Show that for $a \ne 0, b \in \Bbb R$ that $\int_{\Bbb R}f(ax+b)d\lambda(x) = \frac1{|a|}\int_{\Bbb R}f(x)d\lambda(x)$ where $\lambda$ is the Lebesgue measure. (Note that both sides are well defined and equal or neither are well-defined).

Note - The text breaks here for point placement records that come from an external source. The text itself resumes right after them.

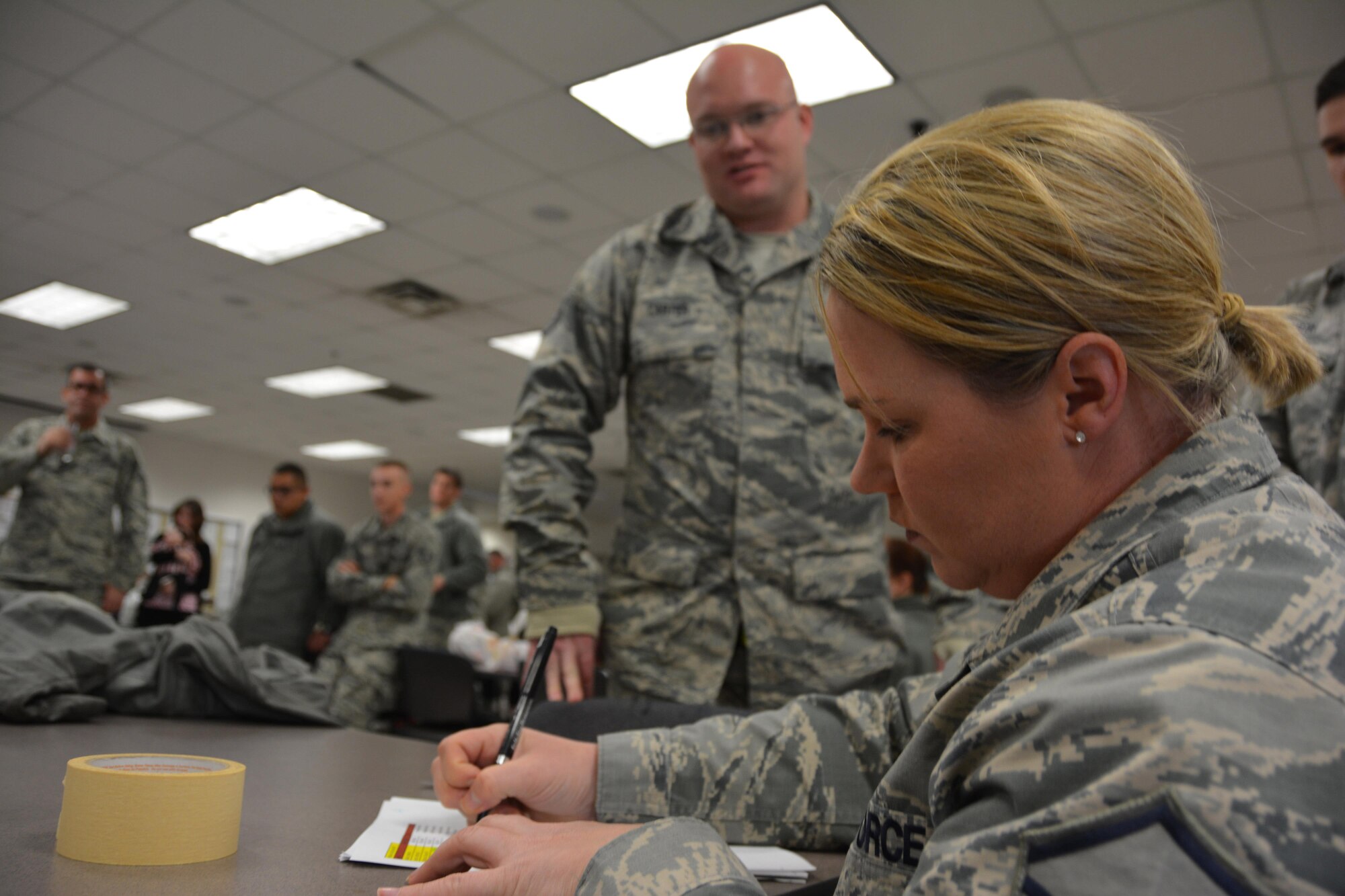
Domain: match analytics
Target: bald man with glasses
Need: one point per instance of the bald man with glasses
(746, 571)
(75, 471)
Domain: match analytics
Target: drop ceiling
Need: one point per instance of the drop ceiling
(126, 123)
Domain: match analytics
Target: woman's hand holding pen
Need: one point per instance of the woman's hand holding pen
(552, 778)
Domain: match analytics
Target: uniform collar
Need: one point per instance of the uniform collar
(1225, 458)
(703, 225)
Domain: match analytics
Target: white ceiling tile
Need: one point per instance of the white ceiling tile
(212, 173)
(1233, 126)
(1245, 189)
(280, 145)
(568, 42)
(92, 124)
(1047, 72)
(357, 108)
(26, 193)
(859, 132)
(1307, 36)
(158, 200)
(18, 84)
(518, 208)
(1320, 186)
(73, 249)
(1083, 15)
(235, 48)
(159, 89)
(640, 185)
(342, 270)
(543, 267)
(695, 21)
(1331, 227)
(111, 222)
(558, 134)
(474, 283)
(1187, 54)
(455, 72)
(1301, 100)
(124, 17)
(49, 38)
(465, 165)
(401, 252)
(1274, 235)
(346, 28)
(383, 190)
(931, 36)
(470, 232)
(533, 313)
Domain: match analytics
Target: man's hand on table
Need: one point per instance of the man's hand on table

I have this question for an assignment, but I don't really know where to start. Do I approximate $f$ by simple functions and try to show the assertion for simple functions? I don't need a full answer, but if someone could point me in the right direction or help me get started, that would be great :)
Hint
Suppose $f=\boldsymbol 1_{A}$ where $A$ is measurable. Then, $$\int_{\mathbb R}\boldsymbol 1_A(ax+b)\,\mathrm d \lambda (x)=\int_{\mathbb R}\boldsymbol 1_{\frac{A-b}{a}}(x)\mathrm d \lambda (x)=\lambda \left(\frac{A-b}{a}\right)=\frac{1}{|a|}\lambda (A)=\frac{1}{|a|}\int_{\mathbb R}f(x)\,\mathrm d \lambda (x).$$
Now, try to see what happen when $f$ is simple, i.e. $f(x)=\sum_{i=1}^n\alpha _i\boldsymbol 1_{A_i}$ for $\alpha _i\in\mathbb R$ and $A_i$ measurable. Then use the fact that any positive function is the increasing limit of a sequence of simple function, i.e. there is $(f_n)$ of simple function s.t. $f_n\nearrow f$. And finally, if $f$ is measurable, then $f=f^+-f^-$ where $f^+$ and $f^-$ are positive function (namely, $f^+=f(x)\vee 0$ and $f^-(x)=-(f(x)\wedge 0)$.